Friday, January 22, 2016

The Public Eye (1992)

WHO: This film was shot by cinematographer Peter Suschitsky. who was the Director of Photography on The Empire Strikes Back as well as on films for Peter Watkins, Tim Burton and M. Night Shyamalan, but who is probably best-known as David Cronenberg's regular cinematographer since Dead Ringers in 1988.

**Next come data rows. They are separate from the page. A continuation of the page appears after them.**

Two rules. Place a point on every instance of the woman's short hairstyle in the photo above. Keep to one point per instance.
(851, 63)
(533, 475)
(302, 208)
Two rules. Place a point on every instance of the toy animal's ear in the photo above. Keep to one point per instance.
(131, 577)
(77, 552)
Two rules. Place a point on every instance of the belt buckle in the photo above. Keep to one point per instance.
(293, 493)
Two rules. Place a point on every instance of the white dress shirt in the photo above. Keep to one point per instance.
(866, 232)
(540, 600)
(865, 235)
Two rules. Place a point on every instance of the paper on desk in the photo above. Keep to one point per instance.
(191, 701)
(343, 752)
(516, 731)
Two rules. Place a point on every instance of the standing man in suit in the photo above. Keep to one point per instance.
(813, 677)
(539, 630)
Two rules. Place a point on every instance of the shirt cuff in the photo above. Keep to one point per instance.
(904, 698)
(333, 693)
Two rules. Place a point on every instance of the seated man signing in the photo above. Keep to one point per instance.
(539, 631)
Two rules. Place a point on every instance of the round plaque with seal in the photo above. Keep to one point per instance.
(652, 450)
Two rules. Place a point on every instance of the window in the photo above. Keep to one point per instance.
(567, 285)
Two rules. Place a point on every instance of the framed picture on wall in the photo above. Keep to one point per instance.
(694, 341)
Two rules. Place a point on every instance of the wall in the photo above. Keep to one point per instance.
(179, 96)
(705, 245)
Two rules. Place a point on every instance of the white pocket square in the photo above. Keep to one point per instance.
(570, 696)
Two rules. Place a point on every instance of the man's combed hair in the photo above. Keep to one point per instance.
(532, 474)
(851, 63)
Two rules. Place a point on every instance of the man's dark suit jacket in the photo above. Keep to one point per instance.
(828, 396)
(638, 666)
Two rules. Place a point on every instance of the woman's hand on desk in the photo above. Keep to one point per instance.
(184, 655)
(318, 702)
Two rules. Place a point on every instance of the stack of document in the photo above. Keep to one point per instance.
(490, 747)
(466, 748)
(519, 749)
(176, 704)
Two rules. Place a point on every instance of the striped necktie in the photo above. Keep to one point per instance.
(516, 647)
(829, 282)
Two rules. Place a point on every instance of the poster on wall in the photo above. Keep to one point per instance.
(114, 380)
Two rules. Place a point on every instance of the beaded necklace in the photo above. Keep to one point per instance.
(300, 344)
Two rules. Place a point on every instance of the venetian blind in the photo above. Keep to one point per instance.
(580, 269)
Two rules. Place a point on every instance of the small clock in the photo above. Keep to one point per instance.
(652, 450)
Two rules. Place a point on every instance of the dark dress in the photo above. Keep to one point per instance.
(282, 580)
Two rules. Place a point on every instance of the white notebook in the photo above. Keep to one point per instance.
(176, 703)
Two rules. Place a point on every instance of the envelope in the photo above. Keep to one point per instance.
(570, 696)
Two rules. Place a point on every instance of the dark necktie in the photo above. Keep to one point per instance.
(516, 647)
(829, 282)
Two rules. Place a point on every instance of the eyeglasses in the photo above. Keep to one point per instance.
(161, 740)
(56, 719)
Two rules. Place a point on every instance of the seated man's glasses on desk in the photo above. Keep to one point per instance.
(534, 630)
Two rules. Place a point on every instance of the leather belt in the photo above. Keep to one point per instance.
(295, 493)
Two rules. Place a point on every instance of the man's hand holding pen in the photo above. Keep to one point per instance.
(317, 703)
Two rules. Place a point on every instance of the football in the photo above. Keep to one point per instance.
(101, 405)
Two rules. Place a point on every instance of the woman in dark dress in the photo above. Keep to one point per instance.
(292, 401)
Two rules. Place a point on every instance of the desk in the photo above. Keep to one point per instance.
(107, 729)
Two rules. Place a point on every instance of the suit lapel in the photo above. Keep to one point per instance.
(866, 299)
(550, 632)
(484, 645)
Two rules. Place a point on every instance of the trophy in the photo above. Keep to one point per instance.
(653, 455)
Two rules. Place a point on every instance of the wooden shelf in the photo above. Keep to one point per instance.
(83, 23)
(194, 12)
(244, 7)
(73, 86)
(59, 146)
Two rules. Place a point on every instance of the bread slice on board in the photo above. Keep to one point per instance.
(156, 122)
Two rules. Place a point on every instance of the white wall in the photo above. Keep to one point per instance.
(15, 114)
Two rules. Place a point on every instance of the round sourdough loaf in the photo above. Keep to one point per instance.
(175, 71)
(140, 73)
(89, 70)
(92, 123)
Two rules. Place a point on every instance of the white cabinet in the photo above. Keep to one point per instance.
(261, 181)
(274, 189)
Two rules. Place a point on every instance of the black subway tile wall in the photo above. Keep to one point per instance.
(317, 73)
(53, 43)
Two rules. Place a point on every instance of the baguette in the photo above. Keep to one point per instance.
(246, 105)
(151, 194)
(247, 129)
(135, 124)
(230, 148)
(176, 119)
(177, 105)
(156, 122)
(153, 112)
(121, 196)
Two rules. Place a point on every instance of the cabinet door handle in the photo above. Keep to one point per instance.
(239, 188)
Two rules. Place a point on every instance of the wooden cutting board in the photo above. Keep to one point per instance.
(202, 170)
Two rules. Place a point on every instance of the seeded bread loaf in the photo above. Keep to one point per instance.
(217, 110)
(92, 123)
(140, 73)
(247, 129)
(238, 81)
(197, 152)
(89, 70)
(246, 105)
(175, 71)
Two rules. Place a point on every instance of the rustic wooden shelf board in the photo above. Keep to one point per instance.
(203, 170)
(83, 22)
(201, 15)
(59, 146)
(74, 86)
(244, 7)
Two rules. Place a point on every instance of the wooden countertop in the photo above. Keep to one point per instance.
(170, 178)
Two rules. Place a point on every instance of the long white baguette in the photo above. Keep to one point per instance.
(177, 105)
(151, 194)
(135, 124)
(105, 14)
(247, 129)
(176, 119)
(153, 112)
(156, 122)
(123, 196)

WHAT: I haven't seen this film, beyond a few short clips and enough of the uncharacteristically monochromatic opening credits, which feature photographs by Arthur Fellig a.k.a. WeeGee, the renowned New York photographer of the 1930s-1960s.  Joe Pesci plays a character based heavily on Fellig/WeeGee. I recently spoke to Eddie Muller, who programmed this film as part of tonight's Noir City festival opening. and had this to say about it:
I'm not gonna say that it's a modern classic or anything like that but there are parts of it that are absolutely spectacular. Mostly the stuff that captures WeeGee at work. That's what is just fabulous. Where he's driving around New York to Mark Isham's score, and he's finding things to photograph. It also fits the theme of this festival perfectly because it's about a newspaper photographer who believes he's creating art. There's a gimmicky crime plot and all this nonsense with Barbara Hershey being threatened by these gangsters, but that's just defined to follow this other thread which is about the difficulties he has having people take his work seriously as art.
WHERE/WHEN: Screens tonight only at the Castro Theatre at 9:30 PM.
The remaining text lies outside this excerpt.